I smiled and lifted my glass to my lips. “That’s a good thing, you dryshite.” Then I took a sip and felt the first rush of alcohol-induced contentment flow through me. “I’m surprised Finn hasn’t told you to go to confession.”

He huffed a little chuckle. “He does that every time I’m at their place.”

But that had never been Shannon’s thing.

“You were never like Grace and Finn when it came to Mass and church in general,” I noted. “I’ve seen you do sudoku when Father O’Malley drones on.”

He smirked slightly before finishing his drink. “And I’ve seen you spend an entire service on your phone.”

Well, I went to church because it was expected of me. My relationship with religion was shaky at best.
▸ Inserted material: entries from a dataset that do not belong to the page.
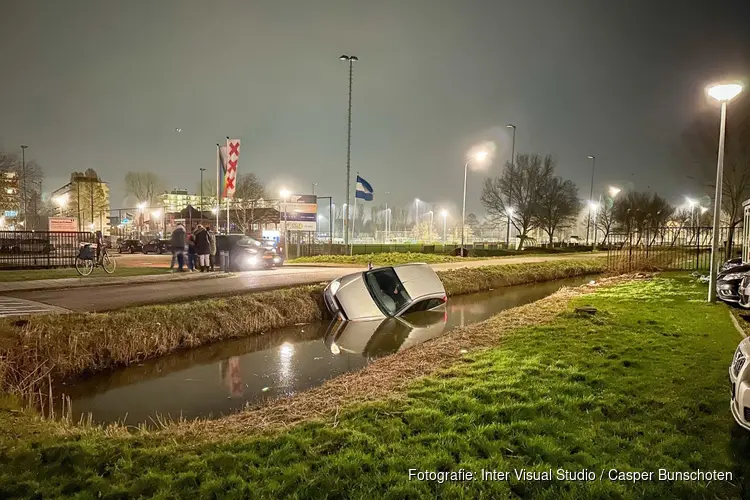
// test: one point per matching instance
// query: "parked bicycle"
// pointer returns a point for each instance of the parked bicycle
(88, 259)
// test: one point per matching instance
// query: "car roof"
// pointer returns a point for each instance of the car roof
(419, 280)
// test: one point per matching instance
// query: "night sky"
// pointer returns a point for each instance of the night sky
(103, 85)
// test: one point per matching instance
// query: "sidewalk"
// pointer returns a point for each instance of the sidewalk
(61, 283)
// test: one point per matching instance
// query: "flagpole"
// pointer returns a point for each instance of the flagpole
(227, 197)
(354, 216)
(218, 187)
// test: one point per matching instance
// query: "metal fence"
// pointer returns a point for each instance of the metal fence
(40, 249)
(687, 248)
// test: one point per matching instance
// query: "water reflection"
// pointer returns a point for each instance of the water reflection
(224, 377)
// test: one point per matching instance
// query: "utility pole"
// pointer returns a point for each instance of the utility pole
(351, 60)
(25, 202)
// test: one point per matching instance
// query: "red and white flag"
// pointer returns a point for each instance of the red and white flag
(233, 157)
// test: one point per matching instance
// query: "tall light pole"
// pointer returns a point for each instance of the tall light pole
(510, 196)
(23, 170)
(591, 195)
(479, 156)
(723, 94)
(351, 60)
(285, 195)
(444, 213)
(202, 170)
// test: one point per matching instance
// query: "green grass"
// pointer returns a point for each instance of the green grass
(641, 385)
(49, 274)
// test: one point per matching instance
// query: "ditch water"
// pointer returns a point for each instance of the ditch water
(224, 377)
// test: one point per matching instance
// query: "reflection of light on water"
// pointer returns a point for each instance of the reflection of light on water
(286, 351)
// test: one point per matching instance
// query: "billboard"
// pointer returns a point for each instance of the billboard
(64, 224)
(300, 212)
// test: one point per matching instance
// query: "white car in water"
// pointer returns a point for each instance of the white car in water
(739, 377)
(385, 292)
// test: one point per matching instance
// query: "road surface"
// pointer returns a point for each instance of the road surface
(105, 298)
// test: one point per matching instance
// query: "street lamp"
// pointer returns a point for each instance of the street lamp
(723, 94)
(591, 195)
(285, 195)
(351, 60)
(512, 162)
(479, 156)
(444, 213)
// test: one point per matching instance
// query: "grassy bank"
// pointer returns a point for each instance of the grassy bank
(51, 274)
(73, 344)
(639, 386)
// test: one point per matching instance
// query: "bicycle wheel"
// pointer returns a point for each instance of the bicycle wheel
(84, 266)
(108, 264)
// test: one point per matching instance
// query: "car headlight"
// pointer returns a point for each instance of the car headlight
(733, 276)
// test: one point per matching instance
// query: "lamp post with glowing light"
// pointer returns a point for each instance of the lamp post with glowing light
(480, 156)
(591, 195)
(512, 162)
(285, 196)
(444, 213)
(723, 94)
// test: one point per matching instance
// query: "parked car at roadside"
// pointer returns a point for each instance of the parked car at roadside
(728, 283)
(245, 253)
(130, 246)
(158, 246)
(384, 292)
(739, 378)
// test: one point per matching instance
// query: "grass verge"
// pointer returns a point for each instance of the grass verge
(639, 386)
(74, 344)
(51, 274)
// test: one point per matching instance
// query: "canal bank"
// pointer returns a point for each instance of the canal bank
(76, 344)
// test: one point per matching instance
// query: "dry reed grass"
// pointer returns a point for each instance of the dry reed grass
(77, 344)
(386, 377)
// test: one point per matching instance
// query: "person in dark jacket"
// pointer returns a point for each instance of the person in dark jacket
(178, 242)
(202, 247)
(191, 252)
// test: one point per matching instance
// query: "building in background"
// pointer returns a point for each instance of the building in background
(85, 197)
(10, 199)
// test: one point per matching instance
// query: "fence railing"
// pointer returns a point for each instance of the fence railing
(39, 249)
(671, 248)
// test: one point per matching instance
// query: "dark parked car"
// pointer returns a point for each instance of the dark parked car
(728, 283)
(245, 253)
(158, 246)
(131, 246)
(272, 246)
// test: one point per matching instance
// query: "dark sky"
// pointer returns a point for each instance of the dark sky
(103, 85)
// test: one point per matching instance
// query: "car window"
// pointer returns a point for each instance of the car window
(387, 290)
(424, 305)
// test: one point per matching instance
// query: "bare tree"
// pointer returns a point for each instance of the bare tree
(247, 193)
(144, 186)
(522, 182)
(701, 140)
(557, 206)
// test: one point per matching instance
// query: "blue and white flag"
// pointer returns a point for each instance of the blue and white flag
(364, 190)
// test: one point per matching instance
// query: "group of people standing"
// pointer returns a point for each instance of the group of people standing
(196, 251)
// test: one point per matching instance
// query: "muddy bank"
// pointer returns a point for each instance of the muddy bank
(71, 345)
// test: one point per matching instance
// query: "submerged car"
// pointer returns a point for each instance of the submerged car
(730, 264)
(385, 292)
(728, 283)
(377, 338)
(739, 377)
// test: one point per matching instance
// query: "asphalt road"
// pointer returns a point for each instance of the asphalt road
(104, 298)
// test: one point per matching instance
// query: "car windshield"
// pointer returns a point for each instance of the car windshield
(248, 242)
(387, 290)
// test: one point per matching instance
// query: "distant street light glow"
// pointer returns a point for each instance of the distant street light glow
(725, 92)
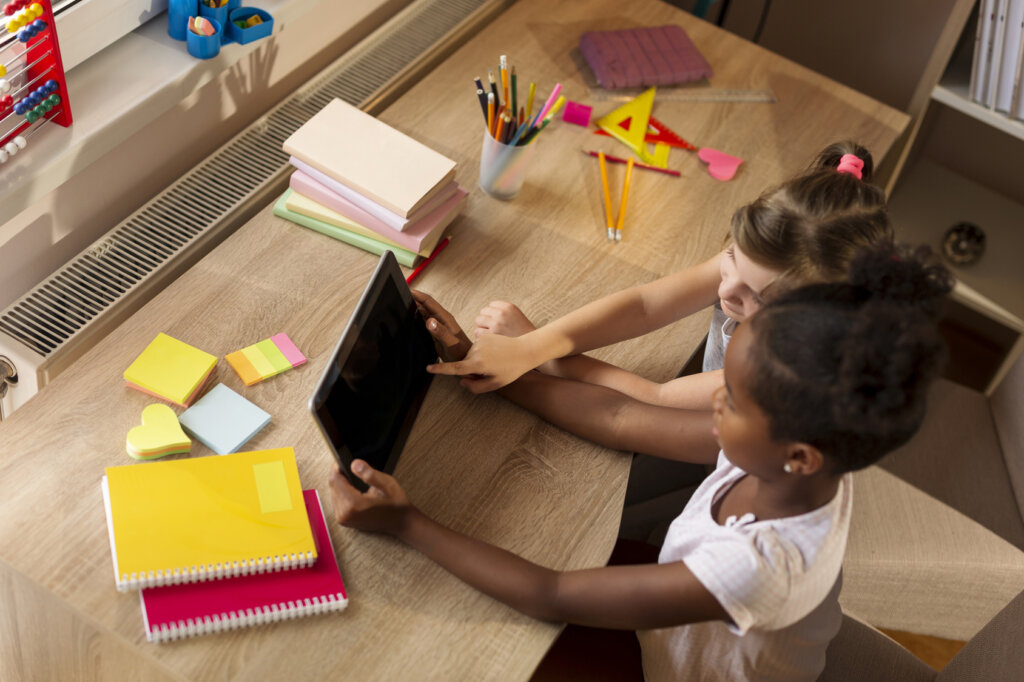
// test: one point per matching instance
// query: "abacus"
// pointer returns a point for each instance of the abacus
(33, 88)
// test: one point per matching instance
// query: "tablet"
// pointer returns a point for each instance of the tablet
(376, 379)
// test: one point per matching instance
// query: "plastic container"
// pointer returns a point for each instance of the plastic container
(218, 14)
(178, 12)
(503, 168)
(243, 36)
(205, 47)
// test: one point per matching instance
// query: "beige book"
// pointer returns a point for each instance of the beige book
(377, 161)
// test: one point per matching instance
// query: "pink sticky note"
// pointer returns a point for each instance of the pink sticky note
(577, 113)
(288, 349)
(720, 166)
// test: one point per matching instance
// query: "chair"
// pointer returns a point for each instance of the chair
(938, 527)
(860, 652)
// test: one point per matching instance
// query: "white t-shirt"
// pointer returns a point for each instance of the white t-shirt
(777, 580)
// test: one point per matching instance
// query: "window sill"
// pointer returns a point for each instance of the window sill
(116, 93)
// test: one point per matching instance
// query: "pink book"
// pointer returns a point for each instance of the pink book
(368, 206)
(420, 236)
(183, 610)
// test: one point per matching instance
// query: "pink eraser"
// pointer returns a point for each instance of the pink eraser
(288, 349)
(577, 113)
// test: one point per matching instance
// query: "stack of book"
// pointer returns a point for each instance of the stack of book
(215, 543)
(364, 182)
(997, 70)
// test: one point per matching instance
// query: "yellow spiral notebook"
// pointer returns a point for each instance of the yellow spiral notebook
(206, 518)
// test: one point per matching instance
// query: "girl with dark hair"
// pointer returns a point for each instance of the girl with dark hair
(802, 231)
(822, 381)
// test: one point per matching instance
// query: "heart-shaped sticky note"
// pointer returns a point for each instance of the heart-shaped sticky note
(159, 435)
(720, 166)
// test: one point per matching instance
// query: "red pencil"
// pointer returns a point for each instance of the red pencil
(433, 254)
(616, 160)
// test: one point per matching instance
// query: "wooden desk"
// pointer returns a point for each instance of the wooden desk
(480, 465)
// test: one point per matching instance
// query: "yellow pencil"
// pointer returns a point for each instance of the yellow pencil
(626, 196)
(607, 198)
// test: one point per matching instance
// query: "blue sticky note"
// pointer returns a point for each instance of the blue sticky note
(223, 421)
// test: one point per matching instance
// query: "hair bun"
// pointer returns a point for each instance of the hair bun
(901, 274)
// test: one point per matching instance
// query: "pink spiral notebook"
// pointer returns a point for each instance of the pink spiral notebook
(183, 610)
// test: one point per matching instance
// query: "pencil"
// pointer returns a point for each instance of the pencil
(505, 78)
(433, 254)
(483, 100)
(607, 198)
(491, 113)
(616, 160)
(501, 128)
(515, 105)
(626, 197)
(494, 88)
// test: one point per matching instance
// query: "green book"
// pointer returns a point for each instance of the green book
(407, 258)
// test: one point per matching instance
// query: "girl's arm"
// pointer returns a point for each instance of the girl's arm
(689, 392)
(496, 360)
(622, 597)
(596, 413)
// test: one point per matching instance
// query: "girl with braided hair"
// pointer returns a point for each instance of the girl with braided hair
(824, 380)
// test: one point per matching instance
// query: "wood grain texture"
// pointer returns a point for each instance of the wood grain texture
(478, 464)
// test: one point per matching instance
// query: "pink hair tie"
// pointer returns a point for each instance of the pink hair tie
(852, 164)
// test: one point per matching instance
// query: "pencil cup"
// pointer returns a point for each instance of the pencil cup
(503, 168)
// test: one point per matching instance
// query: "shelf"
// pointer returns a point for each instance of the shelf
(954, 89)
(931, 198)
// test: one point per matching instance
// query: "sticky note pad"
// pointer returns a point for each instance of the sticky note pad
(170, 370)
(266, 358)
(223, 421)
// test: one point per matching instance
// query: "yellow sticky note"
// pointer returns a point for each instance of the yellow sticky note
(271, 486)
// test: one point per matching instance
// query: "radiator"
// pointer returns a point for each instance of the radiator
(42, 333)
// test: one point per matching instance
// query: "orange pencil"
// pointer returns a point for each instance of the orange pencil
(501, 127)
(607, 198)
(626, 196)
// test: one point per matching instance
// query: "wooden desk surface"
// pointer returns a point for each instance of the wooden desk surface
(480, 465)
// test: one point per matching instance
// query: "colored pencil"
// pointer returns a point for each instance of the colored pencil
(626, 197)
(433, 254)
(607, 198)
(491, 113)
(616, 160)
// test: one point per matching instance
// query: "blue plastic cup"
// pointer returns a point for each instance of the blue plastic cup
(205, 47)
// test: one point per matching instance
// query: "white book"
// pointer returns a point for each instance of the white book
(377, 161)
(982, 49)
(1008, 58)
(995, 53)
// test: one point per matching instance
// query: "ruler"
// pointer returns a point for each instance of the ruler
(685, 94)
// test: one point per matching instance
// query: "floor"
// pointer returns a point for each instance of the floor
(935, 651)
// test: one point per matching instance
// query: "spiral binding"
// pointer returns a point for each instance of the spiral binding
(214, 571)
(251, 616)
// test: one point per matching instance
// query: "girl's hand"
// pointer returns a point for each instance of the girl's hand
(502, 317)
(452, 342)
(495, 360)
(384, 508)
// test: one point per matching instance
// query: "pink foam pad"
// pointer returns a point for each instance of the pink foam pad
(720, 165)
(577, 113)
(288, 349)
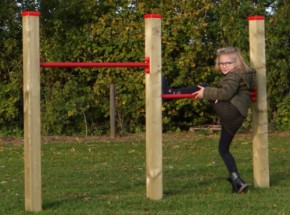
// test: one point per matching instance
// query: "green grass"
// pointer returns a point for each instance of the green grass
(108, 177)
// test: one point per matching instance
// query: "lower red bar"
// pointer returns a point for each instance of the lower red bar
(178, 96)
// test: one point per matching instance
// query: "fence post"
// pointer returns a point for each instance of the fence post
(153, 107)
(32, 127)
(113, 110)
(260, 118)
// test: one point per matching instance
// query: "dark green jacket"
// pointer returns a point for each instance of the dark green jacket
(234, 87)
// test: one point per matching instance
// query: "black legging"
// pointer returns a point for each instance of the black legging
(224, 150)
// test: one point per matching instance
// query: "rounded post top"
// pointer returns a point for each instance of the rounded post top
(250, 18)
(155, 15)
(30, 13)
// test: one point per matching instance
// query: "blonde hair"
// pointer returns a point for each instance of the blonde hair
(235, 55)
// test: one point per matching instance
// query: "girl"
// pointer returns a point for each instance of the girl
(230, 100)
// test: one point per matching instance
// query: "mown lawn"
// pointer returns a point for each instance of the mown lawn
(107, 176)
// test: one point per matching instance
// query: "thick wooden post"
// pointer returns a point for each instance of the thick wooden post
(260, 117)
(153, 107)
(112, 111)
(31, 93)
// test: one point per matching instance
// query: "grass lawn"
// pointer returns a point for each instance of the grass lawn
(107, 176)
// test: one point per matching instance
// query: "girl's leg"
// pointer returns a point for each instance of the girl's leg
(224, 151)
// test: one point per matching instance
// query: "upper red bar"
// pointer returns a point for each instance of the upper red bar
(256, 18)
(30, 13)
(152, 16)
(90, 65)
(178, 96)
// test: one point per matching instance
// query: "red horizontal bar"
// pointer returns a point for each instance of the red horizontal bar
(146, 16)
(30, 13)
(178, 96)
(250, 18)
(88, 64)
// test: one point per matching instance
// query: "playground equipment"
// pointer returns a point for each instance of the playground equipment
(31, 93)
(153, 66)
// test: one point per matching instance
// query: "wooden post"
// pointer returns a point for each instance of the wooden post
(260, 118)
(31, 93)
(153, 107)
(112, 111)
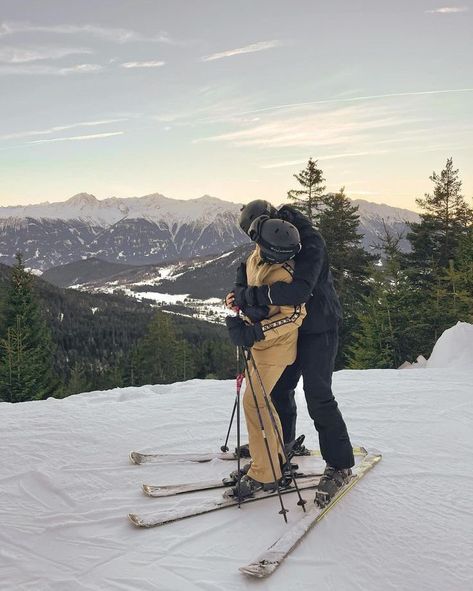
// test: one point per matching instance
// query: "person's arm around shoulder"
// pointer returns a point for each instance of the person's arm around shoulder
(308, 266)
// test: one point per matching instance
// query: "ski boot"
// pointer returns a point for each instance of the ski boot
(299, 448)
(244, 451)
(235, 476)
(331, 482)
(247, 486)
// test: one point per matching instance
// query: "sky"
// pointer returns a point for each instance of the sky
(186, 98)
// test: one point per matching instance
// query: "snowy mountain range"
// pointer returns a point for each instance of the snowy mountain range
(143, 230)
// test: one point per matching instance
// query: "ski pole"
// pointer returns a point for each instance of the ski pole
(301, 501)
(260, 419)
(224, 447)
(237, 401)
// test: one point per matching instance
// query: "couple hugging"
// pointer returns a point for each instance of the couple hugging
(289, 328)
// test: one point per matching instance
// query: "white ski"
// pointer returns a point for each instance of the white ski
(137, 457)
(268, 561)
(179, 489)
(208, 505)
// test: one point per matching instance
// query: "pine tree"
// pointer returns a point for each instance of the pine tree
(161, 357)
(350, 263)
(444, 218)
(382, 339)
(309, 199)
(26, 349)
(437, 267)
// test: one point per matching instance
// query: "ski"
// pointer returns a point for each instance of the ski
(272, 558)
(137, 457)
(210, 505)
(179, 489)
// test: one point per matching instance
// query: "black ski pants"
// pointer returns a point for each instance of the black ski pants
(315, 362)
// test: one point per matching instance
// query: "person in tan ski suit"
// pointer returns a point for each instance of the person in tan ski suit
(271, 332)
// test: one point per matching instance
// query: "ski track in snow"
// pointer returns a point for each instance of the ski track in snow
(67, 486)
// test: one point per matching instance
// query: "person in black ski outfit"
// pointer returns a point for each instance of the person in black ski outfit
(317, 342)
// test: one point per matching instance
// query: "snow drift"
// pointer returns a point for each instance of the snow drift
(454, 348)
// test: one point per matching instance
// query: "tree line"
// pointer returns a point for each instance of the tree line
(396, 304)
(56, 342)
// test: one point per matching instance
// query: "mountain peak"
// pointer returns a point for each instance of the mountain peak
(82, 199)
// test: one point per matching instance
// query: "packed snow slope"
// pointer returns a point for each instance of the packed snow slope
(67, 486)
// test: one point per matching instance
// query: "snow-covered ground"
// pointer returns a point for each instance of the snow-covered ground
(67, 486)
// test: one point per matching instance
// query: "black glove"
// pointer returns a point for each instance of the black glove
(242, 334)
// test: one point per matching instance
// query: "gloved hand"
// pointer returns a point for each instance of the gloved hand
(242, 334)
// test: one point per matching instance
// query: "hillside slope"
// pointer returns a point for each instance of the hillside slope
(67, 487)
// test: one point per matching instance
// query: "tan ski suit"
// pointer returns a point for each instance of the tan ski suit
(271, 355)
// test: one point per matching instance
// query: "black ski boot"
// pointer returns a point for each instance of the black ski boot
(235, 476)
(247, 486)
(331, 482)
(244, 451)
(299, 448)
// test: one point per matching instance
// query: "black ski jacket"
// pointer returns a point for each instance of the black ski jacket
(312, 282)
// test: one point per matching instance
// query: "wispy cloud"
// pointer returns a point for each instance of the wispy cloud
(253, 48)
(47, 70)
(354, 99)
(22, 55)
(117, 35)
(148, 64)
(58, 128)
(448, 10)
(328, 157)
(317, 128)
(78, 138)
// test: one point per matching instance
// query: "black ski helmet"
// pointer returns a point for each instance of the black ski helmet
(253, 210)
(278, 239)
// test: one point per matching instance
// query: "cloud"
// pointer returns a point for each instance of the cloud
(318, 128)
(46, 70)
(57, 128)
(253, 48)
(354, 99)
(328, 157)
(448, 10)
(117, 35)
(148, 64)
(22, 55)
(77, 138)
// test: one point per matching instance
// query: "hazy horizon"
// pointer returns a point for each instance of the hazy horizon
(191, 197)
(125, 98)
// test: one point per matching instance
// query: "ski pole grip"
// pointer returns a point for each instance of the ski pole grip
(240, 378)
On the one side, I had my parents who’d cursed me to the fiery pits of hell for being gay, and they’d actually quoted the scriptures as I’d packed my bag, mortified and crushed. Then on the other side, I had Father O’Malley and family like Finn. Our priest said only one could judge, and it certainly wasn’t my folks. His church was open for everyone, and he spoke out against homophobia and racism. And Finn…well, he’d legit asked Father O’Malley if it was okay to stab my parents for being dickheads.